How severe does this issue affect your experience of using Ray?
Low: It annoys or frustrates me for a moment.
I want to monitor the episode reward throughout training, rather than seeing min, max, mean plots. I used this callback and my tensorboard is updated with the custom metric, but it automatically creates mean, min, max instead of just episode reward itself.
Printing episode.total_reward to terminal during training gives a singular scalar value per episode as I would expect.
class CustomCallbacks(DefaultCallbacks):
def on_episode_end(self, *, worker, base_env, policies, episode, **kwargs):
# Log the total reward for the episode\
print("Episode Reward: ", episode.total_reward)
episode.custom_metrics["individual_episode_reward"] = episode.total_reward
I want basically what is in ray/tune/hist_stats/episode_reward but as a scalar instead of histogram plot.
The reason it reports a mean, min, max is because during one iteration it is potentially sampling transition s from multiple episodes.
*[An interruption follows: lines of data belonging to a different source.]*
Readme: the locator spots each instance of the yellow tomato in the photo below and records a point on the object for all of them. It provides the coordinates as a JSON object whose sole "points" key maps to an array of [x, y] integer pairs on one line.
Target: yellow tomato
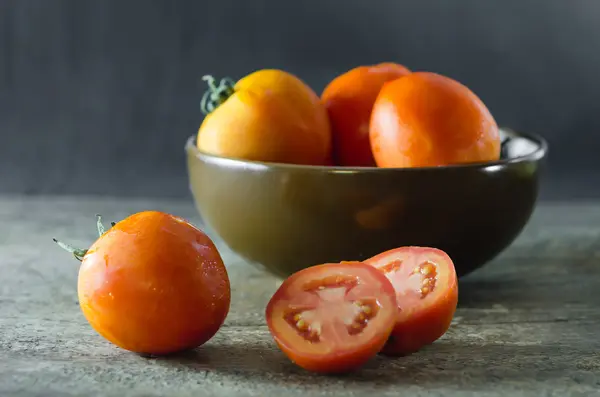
{"points": [[269, 115]]}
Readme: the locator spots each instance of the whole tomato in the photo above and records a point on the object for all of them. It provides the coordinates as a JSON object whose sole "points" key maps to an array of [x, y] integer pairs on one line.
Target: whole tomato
{"points": [[153, 284], [427, 120], [269, 115], [349, 100]]}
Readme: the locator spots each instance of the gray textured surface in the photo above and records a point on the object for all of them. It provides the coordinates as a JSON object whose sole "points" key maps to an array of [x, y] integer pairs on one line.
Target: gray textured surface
{"points": [[527, 324]]}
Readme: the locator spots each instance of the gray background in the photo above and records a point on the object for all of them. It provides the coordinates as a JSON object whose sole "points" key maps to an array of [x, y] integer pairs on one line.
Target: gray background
{"points": [[98, 97]]}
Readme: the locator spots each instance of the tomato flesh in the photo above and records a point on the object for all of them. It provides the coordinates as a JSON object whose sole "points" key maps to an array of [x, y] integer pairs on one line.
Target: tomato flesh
{"points": [[426, 292], [332, 318]]}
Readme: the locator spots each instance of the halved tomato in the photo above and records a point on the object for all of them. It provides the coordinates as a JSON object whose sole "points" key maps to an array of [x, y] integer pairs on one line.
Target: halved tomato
{"points": [[332, 318], [427, 294]]}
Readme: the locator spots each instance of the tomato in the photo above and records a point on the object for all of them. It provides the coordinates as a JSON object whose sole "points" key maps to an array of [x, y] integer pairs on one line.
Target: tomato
{"points": [[349, 99], [427, 294], [332, 318], [153, 284], [269, 115], [427, 120]]}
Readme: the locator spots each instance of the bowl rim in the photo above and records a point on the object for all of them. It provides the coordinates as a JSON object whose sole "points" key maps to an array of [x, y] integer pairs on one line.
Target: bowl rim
{"points": [[538, 154]]}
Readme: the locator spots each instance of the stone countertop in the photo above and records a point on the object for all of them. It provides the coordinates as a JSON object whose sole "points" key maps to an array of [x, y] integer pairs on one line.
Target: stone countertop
{"points": [[528, 323]]}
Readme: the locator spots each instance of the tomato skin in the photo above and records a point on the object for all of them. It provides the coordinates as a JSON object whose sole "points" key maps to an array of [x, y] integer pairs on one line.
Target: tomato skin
{"points": [[428, 120], [344, 360], [154, 284], [349, 99], [425, 323], [271, 116]]}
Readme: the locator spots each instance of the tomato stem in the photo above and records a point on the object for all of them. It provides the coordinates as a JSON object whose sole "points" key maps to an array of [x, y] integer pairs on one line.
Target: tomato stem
{"points": [[99, 224], [79, 253], [216, 94]]}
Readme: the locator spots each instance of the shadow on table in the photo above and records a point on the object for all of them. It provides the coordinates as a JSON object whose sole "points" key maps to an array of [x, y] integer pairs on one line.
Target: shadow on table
{"points": [[442, 364]]}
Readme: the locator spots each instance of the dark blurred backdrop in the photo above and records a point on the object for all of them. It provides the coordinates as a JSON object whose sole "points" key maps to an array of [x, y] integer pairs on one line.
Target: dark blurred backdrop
{"points": [[99, 96]]}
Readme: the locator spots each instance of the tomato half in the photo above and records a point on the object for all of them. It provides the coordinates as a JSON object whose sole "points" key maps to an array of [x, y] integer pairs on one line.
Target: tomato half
{"points": [[427, 294], [332, 318]]}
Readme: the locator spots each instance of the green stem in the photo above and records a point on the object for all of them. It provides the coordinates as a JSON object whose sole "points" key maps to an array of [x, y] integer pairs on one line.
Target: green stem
{"points": [[79, 253], [216, 94], [99, 225]]}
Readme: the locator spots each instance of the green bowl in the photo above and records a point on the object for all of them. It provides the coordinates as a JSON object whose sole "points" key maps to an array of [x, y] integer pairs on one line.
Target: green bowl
{"points": [[287, 217]]}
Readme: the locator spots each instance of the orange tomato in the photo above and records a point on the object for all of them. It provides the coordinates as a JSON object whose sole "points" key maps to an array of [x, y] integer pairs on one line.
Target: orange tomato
{"points": [[153, 284], [425, 120], [332, 318], [427, 294], [349, 100], [269, 115]]}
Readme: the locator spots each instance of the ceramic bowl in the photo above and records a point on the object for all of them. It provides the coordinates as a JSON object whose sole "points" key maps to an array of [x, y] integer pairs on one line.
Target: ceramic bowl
{"points": [[287, 217]]}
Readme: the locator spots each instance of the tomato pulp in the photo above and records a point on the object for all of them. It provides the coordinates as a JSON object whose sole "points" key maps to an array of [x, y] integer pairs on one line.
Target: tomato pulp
{"points": [[427, 294], [332, 318]]}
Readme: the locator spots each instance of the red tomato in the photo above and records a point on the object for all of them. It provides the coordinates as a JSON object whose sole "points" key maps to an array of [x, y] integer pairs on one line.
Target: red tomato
{"points": [[349, 99], [427, 294], [332, 318], [153, 284], [428, 120]]}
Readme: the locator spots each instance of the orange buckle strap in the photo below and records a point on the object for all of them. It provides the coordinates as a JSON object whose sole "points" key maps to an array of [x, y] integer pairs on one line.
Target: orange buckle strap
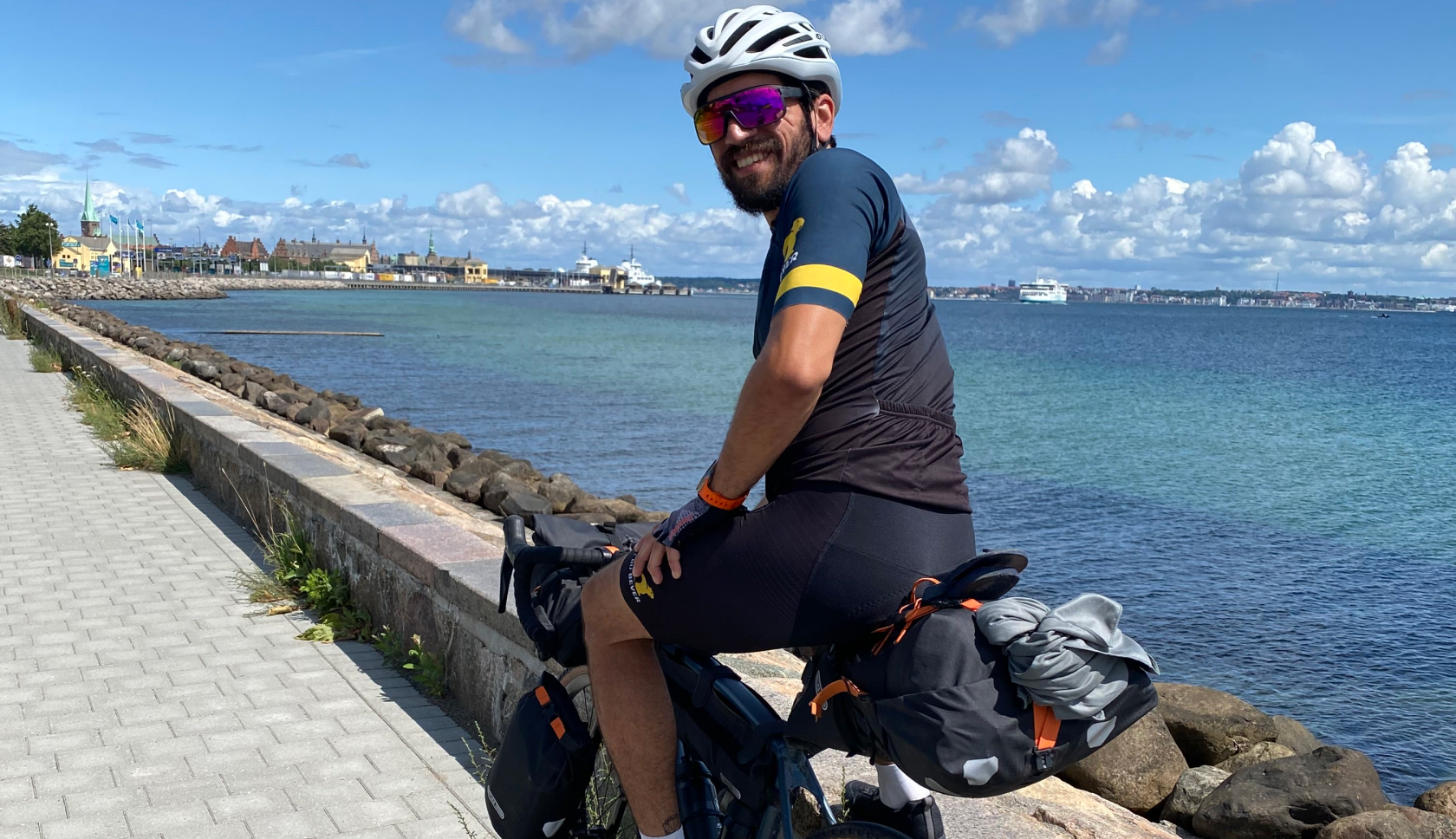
{"points": [[829, 693]]}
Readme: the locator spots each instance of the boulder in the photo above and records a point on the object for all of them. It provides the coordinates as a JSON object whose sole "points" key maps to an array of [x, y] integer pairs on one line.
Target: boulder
{"points": [[254, 392], [1375, 825], [1440, 798], [1290, 797], [316, 410], [469, 477], [1192, 790], [524, 504], [1212, 725], [623, 511], [524, 472], [351, 434], [1293, 734], [1137, 770], [498, 488], [1257, 753], [276, 402], [561, 491]]}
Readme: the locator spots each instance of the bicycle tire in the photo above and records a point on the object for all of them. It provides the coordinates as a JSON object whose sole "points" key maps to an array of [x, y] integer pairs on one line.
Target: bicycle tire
{"points": [[858, 830], [605, 791]]}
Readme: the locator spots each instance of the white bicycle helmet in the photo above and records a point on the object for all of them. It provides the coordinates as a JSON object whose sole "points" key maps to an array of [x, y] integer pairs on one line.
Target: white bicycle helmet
{"points": [[759, 38]]}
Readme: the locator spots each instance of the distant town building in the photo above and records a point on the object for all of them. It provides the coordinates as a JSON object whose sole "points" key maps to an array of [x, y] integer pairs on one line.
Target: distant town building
{"points": [[254, 250]]}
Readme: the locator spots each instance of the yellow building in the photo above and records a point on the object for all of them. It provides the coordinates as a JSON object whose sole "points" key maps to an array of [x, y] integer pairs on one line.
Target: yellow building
{"points": [[475, 271]]}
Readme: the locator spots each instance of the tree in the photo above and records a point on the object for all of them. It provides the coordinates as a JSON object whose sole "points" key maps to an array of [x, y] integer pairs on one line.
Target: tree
{"points": [[36, 233]]}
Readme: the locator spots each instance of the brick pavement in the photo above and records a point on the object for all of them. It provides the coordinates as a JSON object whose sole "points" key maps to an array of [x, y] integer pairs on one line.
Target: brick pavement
{"points": [[140, 695]]}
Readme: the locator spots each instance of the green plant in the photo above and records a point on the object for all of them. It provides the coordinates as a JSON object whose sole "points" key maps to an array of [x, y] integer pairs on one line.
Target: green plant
{"points": [[44, 359], [289, 551], [391, 646], [325, 590], [150, 442], [427, 669], [98, 408]]}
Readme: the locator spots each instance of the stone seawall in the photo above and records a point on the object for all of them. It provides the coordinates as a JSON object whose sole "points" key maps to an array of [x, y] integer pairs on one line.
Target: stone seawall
{"points": [[426, 561]]}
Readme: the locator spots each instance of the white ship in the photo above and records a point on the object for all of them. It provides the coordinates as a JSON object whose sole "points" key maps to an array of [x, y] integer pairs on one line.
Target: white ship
{"points": [[1043, 291]]}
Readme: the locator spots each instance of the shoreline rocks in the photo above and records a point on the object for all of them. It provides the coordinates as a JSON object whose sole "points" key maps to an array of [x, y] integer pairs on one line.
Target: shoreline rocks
{"points": [[152, 287], [498, 483]]}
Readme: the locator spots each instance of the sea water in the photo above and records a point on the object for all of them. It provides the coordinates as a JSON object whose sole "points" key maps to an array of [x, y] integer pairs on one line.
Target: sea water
{"points": [[1271, 494]]}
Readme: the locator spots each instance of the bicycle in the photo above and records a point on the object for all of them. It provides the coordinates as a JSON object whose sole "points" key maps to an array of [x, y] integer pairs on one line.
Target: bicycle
{"points": [[728, 738]]}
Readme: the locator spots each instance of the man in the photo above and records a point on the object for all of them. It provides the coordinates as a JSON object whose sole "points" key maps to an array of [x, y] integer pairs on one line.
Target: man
{"points": [[846, 413]]}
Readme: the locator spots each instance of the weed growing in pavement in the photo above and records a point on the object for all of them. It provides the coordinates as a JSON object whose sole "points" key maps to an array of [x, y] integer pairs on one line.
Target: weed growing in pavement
{"points": [[44, 359], [105, 414], [10, 322], [150, 442], [427, 669]]}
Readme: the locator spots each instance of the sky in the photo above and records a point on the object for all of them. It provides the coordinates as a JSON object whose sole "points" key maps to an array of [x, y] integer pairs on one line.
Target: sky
{"points": [[1175, 145]]}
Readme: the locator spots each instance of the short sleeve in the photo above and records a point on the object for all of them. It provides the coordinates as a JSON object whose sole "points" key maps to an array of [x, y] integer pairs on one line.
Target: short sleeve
{"points": [[835, 213]]}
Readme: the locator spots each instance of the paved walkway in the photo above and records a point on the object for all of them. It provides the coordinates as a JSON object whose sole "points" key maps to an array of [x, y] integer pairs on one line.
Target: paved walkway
{"points": [[140, 695]]}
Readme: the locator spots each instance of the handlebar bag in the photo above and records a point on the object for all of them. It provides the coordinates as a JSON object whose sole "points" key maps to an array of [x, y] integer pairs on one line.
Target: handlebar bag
{"points": [[539, 778], [933, 697], [549, 602]]}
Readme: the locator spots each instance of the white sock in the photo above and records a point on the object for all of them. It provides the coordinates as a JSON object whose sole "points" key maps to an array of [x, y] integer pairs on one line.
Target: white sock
{"points": [[896, 789]]}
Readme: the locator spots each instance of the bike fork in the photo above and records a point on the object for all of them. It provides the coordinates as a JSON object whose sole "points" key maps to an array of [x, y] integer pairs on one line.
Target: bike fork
{"points": [[796, 772]]}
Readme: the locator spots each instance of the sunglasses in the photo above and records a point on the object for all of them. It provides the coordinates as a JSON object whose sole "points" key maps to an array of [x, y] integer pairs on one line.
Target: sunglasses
{"points": [[751, 108]]}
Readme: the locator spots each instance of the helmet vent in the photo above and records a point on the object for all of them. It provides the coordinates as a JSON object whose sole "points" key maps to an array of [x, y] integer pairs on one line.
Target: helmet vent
{"points": [[770, 38], [736, 36]]}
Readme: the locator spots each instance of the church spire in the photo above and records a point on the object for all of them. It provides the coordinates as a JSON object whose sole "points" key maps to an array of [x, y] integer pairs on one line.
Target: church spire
{"points": [[91, 226]]}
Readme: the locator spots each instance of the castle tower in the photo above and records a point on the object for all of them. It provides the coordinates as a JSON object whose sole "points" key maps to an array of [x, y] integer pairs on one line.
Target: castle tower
{"points": [[91, 226]]}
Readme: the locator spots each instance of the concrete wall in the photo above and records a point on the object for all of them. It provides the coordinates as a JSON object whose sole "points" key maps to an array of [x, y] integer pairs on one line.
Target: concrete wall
{"points": [[413, 569]]}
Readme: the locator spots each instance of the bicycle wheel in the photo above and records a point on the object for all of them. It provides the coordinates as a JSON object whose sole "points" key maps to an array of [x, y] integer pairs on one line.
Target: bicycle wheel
{"points": [[606, 802], [858, 830]]}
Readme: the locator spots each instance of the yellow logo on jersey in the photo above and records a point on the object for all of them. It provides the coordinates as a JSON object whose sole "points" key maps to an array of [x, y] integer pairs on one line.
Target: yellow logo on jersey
{"points": [[792, 237], [641, 588]]}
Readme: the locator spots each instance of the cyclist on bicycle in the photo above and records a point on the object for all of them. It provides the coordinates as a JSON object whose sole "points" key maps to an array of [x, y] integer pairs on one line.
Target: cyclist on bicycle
{"points": [[846, 413]]}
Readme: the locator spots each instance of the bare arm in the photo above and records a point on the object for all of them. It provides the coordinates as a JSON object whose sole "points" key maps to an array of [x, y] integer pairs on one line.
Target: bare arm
{"points": [[777, 400]]}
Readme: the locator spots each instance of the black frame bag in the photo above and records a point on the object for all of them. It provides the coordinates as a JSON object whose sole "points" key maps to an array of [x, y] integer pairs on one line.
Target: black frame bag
{"points": [[935, 698], [541, 774], [548, 596]]}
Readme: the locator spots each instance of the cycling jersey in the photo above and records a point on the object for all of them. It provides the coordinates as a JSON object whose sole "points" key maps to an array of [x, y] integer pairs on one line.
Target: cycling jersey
{"points": [[884, 423]]}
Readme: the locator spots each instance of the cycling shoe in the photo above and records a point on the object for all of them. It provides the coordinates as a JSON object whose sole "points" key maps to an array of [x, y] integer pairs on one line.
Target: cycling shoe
{"points": [[916, 820]]}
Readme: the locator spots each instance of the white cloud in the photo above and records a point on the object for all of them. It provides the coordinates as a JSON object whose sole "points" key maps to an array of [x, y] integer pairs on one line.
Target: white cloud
{"points": [[868, 28], [1299, 205]]}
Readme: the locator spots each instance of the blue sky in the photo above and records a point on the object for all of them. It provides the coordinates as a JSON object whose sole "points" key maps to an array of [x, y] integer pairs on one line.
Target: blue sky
{"points": [[1110, 141]]}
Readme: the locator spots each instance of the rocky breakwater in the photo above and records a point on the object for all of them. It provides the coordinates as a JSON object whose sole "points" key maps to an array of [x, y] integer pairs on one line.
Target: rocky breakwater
{"points": [[1210, 764], [497, 481], [152, 287]]}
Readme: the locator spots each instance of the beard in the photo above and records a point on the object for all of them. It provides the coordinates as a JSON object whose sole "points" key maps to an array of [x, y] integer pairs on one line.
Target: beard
{"points": [[764, 192]]}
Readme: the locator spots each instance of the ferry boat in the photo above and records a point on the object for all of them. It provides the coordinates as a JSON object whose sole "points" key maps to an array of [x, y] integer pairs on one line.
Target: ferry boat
{"points": [[1044, 291]]}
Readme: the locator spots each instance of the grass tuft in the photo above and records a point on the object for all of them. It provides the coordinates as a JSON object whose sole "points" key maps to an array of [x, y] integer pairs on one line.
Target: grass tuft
{"points": [[10, 322], [98, 408], [44, 359], [150, 442]]}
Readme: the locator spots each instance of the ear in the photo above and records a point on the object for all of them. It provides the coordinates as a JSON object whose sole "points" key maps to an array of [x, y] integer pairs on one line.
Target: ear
{"points": [[823, 115]]}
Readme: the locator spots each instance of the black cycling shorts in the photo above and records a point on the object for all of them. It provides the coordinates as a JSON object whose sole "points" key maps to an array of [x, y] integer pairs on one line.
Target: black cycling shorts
{"points": [[811, 567]]}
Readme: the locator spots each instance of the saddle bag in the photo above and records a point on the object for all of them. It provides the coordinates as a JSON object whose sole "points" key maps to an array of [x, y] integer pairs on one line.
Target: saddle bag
{"points": [[933, 697], [541, 774], [548, 597]]}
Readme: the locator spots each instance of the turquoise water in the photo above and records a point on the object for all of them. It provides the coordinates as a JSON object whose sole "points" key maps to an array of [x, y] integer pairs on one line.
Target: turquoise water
{"points": [[1270, 494]]}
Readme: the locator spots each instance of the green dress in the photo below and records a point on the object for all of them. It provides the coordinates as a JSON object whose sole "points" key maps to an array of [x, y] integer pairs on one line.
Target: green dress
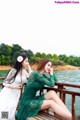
{"points": [[30, 103]]}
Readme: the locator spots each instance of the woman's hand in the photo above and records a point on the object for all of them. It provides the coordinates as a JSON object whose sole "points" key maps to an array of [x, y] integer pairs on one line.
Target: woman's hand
{"points": [[51, 71], [15, 86]]}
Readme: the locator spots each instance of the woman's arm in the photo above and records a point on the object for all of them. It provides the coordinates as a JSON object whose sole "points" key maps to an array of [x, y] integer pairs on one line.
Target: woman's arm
{"points": [[46, 79]]}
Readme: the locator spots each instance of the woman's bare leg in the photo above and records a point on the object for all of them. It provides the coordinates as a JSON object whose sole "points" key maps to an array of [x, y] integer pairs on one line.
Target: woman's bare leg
{"points": [[53, 101], [56, 108], [53, 96]]}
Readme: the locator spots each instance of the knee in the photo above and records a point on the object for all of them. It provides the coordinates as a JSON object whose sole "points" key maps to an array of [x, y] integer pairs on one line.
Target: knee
{"points": [[51, 103], [52, 92], [69, 117]]}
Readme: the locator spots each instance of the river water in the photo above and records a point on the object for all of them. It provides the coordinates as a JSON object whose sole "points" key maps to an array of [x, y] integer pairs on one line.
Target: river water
{"points": [[66, 76]]}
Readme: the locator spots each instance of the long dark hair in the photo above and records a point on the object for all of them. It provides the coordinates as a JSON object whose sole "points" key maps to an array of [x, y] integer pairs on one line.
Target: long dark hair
{"points": [[42, 64], [18, 65]]}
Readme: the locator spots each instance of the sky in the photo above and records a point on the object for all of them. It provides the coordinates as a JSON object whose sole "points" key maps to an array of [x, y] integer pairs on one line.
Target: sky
{"points": [[41, 25]]}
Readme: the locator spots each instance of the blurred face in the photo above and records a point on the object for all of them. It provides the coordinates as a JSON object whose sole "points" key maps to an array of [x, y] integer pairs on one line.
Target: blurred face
{"points": [[48, 67], [25, 63]]}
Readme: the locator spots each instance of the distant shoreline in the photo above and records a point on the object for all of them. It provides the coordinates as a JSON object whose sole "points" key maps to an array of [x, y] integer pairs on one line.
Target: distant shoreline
{"points": [[58, 67]]}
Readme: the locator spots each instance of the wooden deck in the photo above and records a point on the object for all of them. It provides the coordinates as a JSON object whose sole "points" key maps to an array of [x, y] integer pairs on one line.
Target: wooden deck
{"points": [[60, 89]]}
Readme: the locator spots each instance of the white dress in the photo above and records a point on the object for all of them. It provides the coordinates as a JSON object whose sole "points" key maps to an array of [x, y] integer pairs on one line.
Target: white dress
{"points": [[9, 99]]}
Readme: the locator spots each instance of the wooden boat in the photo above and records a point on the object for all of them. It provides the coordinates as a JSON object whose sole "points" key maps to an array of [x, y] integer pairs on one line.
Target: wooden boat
{"points": [[60, 89]]}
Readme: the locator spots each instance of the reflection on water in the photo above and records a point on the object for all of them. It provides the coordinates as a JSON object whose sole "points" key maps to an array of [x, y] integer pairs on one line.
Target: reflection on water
{"points": [[66, 76]]}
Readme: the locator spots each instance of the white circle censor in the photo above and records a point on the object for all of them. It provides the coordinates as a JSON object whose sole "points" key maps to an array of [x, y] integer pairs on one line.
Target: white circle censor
{"points": [[19, 58]]}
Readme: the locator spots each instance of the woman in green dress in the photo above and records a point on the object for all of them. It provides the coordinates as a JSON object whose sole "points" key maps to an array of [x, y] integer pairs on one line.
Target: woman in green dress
{"points": [[31, 103]]}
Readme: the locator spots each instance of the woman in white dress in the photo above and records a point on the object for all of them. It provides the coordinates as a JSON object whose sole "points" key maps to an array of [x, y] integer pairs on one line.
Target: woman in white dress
{"points": [[10, 94]]}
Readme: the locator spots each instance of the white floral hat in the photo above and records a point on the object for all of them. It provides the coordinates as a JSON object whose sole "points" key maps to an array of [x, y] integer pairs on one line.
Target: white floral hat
{"points": [[19, 58]]}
If multiple episodes complete then there will be multiple episode returns and the metrics report the min, max, mean of all the episodes. Hist stats shows you a histogram of every episode return obtained in an iteration.
@mannyv What do you mean by iteration, Is it sampling based on whether the config has collections as complete_episodes vs truncate_episodes? I guess then i am looking to be able to plot reward vs episode rather than steps? My env terminates after a set amount of steps so each episode has the same amount of steps. I still think it should make sense to have a singular episode reward plot.
@mannyv
I get the gist of what you are saying. I understand the difference in mean, min, max.
So why can’t I plot every episode reward for every completed episode that occurred throughout the training? If it’s already being collected and sorted per train_batch_size?